Court backs Scranton pension board's payment reduction to those who previously received double payments

State Court
Pension savings

HARRISBURG - On Aug. 1, the Commonwealth Court of Pennsylvania affirmed a pension payment dispute for the City of Scranton after it overpaid a former city worker in benefits.

The City of Scranton Non-Uniform Pension Board realized that it was paying Joseph Schimes and other ex-city workers twice as much as it should have been in allotted pension payments. It cut future payments in half. 

Schimes sued the board, the city and the city's mayor, but a lower court backed the board's action, and the Commonwealth Court affirmed.

The court first agreed with the lower court that Schimes forfeited his first two issues – that the board’s decision was illegal and that the board’s solicitor didn’t properly investigate the matter – “due to his failure to develop either one in the briefs he submitted in support of his statutory appeal,” the court ruled.

As for his third issue, that the board didn’t have authority to decrease the payments, the Commonwealth Court said Section 28 of the Second Class A City Code grants the board the authorization to fix any errors made by adjusting payments.

Schimes also said the lower court should not have dismissed the mayor and the city from the lawsuit. But the appeals court agreed that the only thing Schimes had an issue with was the board’s decision. Considering this, the board was the only relevant party that Schimes could sue, the court said.

Schimes said breaking his payments in half is a violation of res judicata because the lower court previously ruled that he could buy more years of his pension. 

The court said it didn't fit res judicata because the two aren’t related.
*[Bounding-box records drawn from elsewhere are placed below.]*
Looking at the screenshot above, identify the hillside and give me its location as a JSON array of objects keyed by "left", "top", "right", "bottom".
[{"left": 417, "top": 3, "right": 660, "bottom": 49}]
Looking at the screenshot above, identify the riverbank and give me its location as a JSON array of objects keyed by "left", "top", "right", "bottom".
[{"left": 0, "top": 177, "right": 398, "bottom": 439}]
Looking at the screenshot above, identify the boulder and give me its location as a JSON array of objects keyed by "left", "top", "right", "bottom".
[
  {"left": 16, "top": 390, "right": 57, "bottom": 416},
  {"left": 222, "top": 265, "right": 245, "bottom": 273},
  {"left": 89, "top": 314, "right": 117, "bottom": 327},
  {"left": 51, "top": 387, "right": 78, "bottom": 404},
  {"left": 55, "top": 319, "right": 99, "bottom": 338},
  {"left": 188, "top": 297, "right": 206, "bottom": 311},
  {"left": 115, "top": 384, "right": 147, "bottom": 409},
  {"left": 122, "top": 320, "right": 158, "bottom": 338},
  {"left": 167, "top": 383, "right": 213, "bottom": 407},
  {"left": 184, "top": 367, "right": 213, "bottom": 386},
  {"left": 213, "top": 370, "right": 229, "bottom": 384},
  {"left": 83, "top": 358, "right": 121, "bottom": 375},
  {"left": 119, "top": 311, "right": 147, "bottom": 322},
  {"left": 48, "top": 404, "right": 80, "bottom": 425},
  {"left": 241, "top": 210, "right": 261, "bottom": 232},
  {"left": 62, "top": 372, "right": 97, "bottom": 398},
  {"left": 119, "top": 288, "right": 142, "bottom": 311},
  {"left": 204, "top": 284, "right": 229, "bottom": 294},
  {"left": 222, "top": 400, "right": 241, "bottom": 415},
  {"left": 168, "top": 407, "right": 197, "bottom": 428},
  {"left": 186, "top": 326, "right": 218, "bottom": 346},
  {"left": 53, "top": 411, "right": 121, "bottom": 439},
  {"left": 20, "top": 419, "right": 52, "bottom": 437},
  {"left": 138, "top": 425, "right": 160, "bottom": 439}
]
Its 2006 ruling was related to Schimes buying more years to put toward his pension; the board’s decision is connected to the dollar amount Schimes will receive regularly.

Schimes was put on his current plan in 2002 amid a one-time proposal from the city that would allow employees to retire early with pension and health care benefits. Since his wife was extremely ill at the time, Schimes accepted the proposal and retired at 50 years old. After another dispute, the city said it would extend its early retirement offer to other workers who were in similar situations as Schimes in 2007.

 The overpayment was brought to the board’s attention after it “received a question relating to a double pension benefit that a retiree was allegedly receiving,” according to the ruling. The board realized that its secretary issued two letters to the plan’s administrator claiming the city passed ordinances that would authorize backdated pension increases to workers who retired on the 2002 early retirement offer. There weren’t any such ordinances passed, and the increased payments weren’t valid. 

The state Department of Auditor General determined the plan was not legit. It suggested the city and board decide who was entitled to the double-pay incentive and whether the board should keep paying it, as well as whether the city should recover what it already overpaid. 

Hearing officers said there’s no legal backing for double payment and said the board could fix it moving forward but could not recover what it already overpaid. That led to the board cutting Schimes' payments in half and his subsequent lawsuit. 

Judge Ellen Ciesler wrote the opinion. Judges Robert Simpson and Anne E. Covey were also on the panel.